Mr. Albert, a historian and a contributor to the magazine n+1, traces the path that the American automobile has taken over the decades and that it may take in the decades to come. Along the way he shares personal tales of the cars he has owned since his teenage years—most of them laughable clunkers—and describes the ways in which cars eased his male growing pains and now affect his life as a father.

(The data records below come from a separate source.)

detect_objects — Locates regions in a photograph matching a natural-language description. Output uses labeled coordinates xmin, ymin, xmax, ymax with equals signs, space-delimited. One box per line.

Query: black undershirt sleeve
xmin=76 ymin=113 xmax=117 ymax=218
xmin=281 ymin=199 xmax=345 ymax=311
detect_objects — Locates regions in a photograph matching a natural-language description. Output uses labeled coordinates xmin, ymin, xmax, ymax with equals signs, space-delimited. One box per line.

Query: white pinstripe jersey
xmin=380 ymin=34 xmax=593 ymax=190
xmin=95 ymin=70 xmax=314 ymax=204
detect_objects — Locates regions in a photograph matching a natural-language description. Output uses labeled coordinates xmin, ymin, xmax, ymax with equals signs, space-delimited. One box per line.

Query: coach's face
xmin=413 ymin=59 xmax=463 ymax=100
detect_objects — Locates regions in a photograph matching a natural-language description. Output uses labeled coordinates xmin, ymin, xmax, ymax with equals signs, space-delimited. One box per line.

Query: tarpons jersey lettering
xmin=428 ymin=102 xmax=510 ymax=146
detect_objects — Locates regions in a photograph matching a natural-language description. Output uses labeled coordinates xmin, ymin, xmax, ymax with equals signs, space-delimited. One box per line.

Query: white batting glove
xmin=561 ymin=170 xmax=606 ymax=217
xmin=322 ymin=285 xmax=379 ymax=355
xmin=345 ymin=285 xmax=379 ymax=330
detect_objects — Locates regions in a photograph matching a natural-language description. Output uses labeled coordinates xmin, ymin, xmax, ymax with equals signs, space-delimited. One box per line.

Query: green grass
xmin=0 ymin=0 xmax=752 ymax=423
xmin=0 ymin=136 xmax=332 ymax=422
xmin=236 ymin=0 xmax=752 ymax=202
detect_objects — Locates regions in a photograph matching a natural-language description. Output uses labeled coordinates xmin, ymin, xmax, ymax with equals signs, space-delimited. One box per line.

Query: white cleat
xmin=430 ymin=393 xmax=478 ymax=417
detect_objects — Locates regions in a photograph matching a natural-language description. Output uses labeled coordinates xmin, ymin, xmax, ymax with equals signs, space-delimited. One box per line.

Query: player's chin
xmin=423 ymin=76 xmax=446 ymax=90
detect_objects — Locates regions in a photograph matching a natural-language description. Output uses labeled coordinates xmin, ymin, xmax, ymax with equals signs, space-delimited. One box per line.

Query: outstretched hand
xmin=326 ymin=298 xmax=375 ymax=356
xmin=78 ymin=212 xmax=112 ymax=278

The road we've traveled so far may be familiar, but it is worth revisiting in Mr. Albert's deft overview. Henry Ford's Model T, of course, began the American love affair with cars. Tin Lizzies might have all looked the same, Mr. Albert notes, but you could customize them—studded wheels to plow fields, a hitch to pull a hay cart, front skis to traverse snow. You could race them, too. They quickly inspired affection in their owners. E.B. White wrote of his Model T: “I can still feel my old Ford nuzzling me at the curb, as though looking for an apple in my pocket.”